Colour selection is nicely handled throughout Elementi. There’s an eyedropper tool that lets you select your colour from any object on the screen, including images, other objects, video clips or any other program that’s running. As Elementi was developed using the cross-platform GTK graphics toolkit, it uses the ‘gcolor2’ colour selector which has to be the most useful colour selector I’ve met in my 30-plus years of using software.
HELVETICA’S REVENGE?
I have a concern that the text formatting power could be wielded by those with no design skills. The possibility (high likelihood) of ransom note-style multi-coloured, multi-font, multi-sized text, being displayed using all the available transition and jiggling effects, could be the Swiss getting their own back on the signage world for its blatant overuse of their precious Helvetica font.
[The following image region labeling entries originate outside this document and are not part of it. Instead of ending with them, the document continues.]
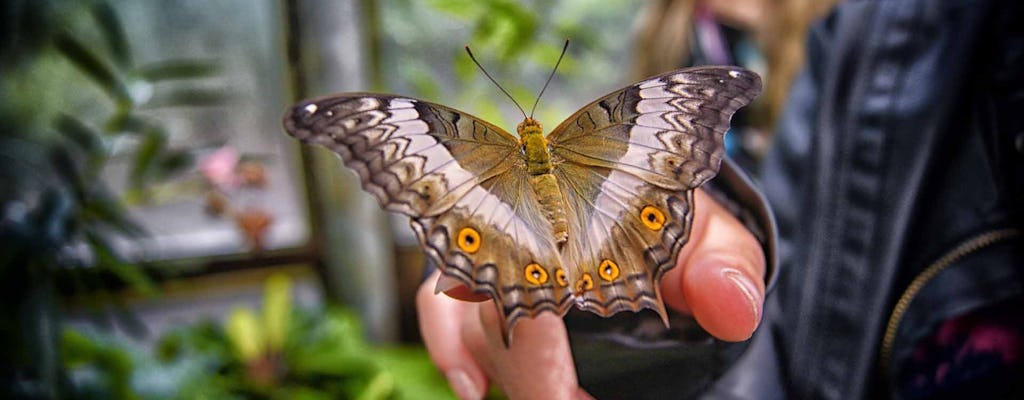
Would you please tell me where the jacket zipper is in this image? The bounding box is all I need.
[879,228,1021,376]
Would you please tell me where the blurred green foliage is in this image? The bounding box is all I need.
[375,0,639,130]
[0,1,225,398]
[63,275,454,400]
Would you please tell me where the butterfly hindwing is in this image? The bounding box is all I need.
[548,66,761,318]
[284,93,570,341]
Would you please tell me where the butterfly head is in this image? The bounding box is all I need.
[515,118,544,138]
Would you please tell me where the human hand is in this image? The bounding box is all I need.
[416,190,766,399]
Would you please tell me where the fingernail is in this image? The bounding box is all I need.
[724,269,761,328]
[444,369,483,400]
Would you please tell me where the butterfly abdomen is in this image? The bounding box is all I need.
[516,118,568,245]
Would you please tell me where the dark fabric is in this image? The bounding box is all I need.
[709,0,1024,399]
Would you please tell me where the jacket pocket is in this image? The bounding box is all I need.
[879,228,1024,394]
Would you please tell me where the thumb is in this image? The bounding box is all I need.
[463,302,589,399]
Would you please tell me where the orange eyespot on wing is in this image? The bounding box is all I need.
[523,264,548,285]
[575,272,594,296]
[640,206,665,230]
[456,227,480,254]
[555,267,569,287]
[597,260,618,282]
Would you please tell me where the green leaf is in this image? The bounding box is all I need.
[129,129,167,189]
[145,88,230,108]
[92,1,131,68]
[54,114,105,157]
[224,308,266,363]
[54,33,132,104]
[135,59,220,82]
[263,273,292,352]
[50,146,87,202]
[356,370,395,400]
[103,107,161,134]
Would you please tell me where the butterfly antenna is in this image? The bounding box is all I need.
[466,46,527,118]
[529,39,569,118]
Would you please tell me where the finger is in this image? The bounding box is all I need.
[444,284,490,303]
[463,303,589,399]
[662,190,765,341]
[416,271,487,400]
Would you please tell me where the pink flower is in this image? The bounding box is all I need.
[199,146,239,191]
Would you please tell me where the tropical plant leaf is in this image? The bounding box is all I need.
[54,32,132,104]
[54,114,105,158]
[135,59,221,82]
[91,1,131,69]
[129,129,167,189]
[144,88,229,108]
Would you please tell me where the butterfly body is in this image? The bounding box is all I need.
[284,68,761,339]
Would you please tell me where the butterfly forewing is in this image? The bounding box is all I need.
[284,93,571,343]
[284,68,761,341]
[548,66,761,318]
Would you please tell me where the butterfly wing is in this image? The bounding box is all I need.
[284,93,570,341]
[548,66,761,318]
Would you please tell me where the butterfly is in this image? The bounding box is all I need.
[284,54,761,344]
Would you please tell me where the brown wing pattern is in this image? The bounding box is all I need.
[548,68,761,318]
[284,93,570,343]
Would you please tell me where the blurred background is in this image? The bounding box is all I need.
[0,0,827,399]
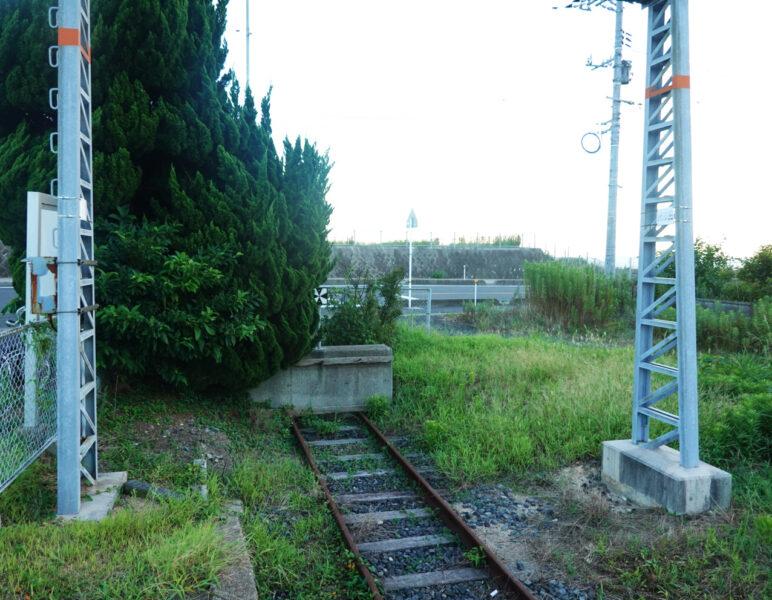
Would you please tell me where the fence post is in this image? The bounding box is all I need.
[426,288,432,331]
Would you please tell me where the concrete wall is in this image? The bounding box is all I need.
[330,244,547,280]
[249,344,393,412]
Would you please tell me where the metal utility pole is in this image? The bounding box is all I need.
[632,0,699,467]
[49,0,98,515]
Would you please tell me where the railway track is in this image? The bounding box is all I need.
[292,413,534,600]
On the subject of fonts, although there are only a small number of fonts supplied with Elementi, you can import any TrueType or OpenType face into the system.
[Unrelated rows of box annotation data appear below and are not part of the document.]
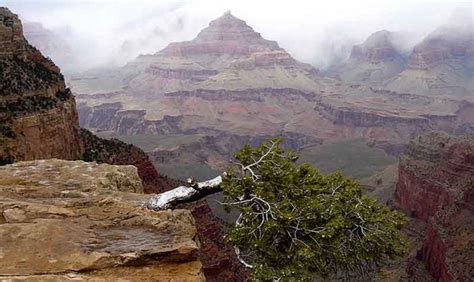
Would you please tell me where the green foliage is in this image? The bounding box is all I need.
[222,139,407,281]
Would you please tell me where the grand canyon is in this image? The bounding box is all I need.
[0,1,474,281]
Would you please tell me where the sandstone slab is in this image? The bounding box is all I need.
[0,159,203,281]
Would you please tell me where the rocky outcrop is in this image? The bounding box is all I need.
[81,129,179,193]
[395,133,474,281]
[383,9,474,98]
[191,202,249,282]
[349,30,402,63]
[0,8,82,163]
[159,11,281,56]
[0,160,204,281]
[23,22,75,72]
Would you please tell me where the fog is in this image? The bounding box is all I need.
[0,0,473,71]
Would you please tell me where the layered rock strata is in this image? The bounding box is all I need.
[395,133,474,281]
[0,8,83,163]
[0,159,204,281]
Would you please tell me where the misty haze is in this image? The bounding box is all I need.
[0,0,474,281]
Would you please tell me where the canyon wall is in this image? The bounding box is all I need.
[0,8,83,163]
[81,129,180,193]
[0,159,205,281]
[395,132,474,281]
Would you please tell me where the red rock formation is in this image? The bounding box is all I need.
[182,201,248,282]
[81,129,180,193]
[0,8,82,163]
[409,27,474,69]
[159,12,281,57]
[395,133,474,281]
[350,30,402,63]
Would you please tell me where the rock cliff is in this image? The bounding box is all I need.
[331,30,406,84]
[81,129,179,193]
[383,9,474,99]
[395,132,474,281]
[0,159,204,281]
[0,8,83,163]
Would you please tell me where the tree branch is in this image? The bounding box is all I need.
[144,172,225,210]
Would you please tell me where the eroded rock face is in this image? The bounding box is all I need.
[81,129,179,193]
[160,12,281,56]
[0,8,82,163]
[329,30,406,84]
[395,132,474,281]
[23,22,79,72]
[0,159,204,281]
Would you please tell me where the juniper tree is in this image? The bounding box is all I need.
[148,139,407,281]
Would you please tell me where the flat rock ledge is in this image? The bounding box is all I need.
[0,159,204,281]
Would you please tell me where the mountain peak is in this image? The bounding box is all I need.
[159,11,283,56]
[195,11,262,41]
[350,30,400,63]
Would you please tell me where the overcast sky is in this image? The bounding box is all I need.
[0,0,473,68]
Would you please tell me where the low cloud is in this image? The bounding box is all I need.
[0,0,472,70]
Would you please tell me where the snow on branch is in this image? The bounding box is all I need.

Elementi can play a range of video formats directly and automatically transcodes Flash files. It also accepts live streams using the RealTime Streaming Protocol (RTSP) to control stream feeds and playback. It also comes with a powerful set of SVG scripts that allow for the importation and display of live data, such as news, weather, road conditions, stock prices, cocktail of the week or today’s lunchtime specials. The scripts can easily customised by that friendly HTML guru (or your 14-year-old nephew).
ON SCHEDULE
Scheduling is a basic requirement of all signage display systems, and Elementi comes with an extensive and very fine-grained scheduling system, although the current release either has a bug in it or is too arcane for me to program. I thought I was allocating a signage project to run for a couple of days, but Elementi scheduled it to run for several decades instead. I’ve already sent a query off to Spinetix to find out the error of my ways on that one.
In this review I’ve only looked at the free 30-day trial version of Elementi S, which is available for download to anyone who can work their way through the slightly confusing process of registering on the Spinetix website. This is the most basic version of the product. Elementi M the multi-user version and Elementi X the enterprise version have many more importing and management features I’ve only had hints about from Spinetix (possibly because those versions are still in development).
I borrowed an HMP200 player to test the results and learn about the discovery and broadcast processes, but as Elementi also has a full-screen preview mode, you really don’t need a player to build a full digital signage project on your own computer. What you do need however is an internet connection (as I discovered on the plane to InfoComm). When Elementi launches, it phones home to Mum to check if you have a valid licence key or if your 30-day trial has ended. So if you’re going to use it while travelling, launch Elementi while you’re still on-line and send your system into hibernation until you need it.
… MY DEAR WATSON
Overall I’m impressed with the power and simplicity of Elementi as a system you really could pick up and use to produce quite sophisticated signage. However, there is so much power and capability in the system that it really isn’t designed to be used by someone who hasn’t spent some time familiarising themselves with its capabilities. Indeed, my major criticism of Elementi at this early stage of its life, is actually the quality of the available documentation. The current 42-page PDF Quick Guide is just that, a quick guide that doesn’t go into any depth at all about the full capabilities of this software. What’s desperately needed before users can get the very best out of Elementi is a good solid manual with details of all of its power.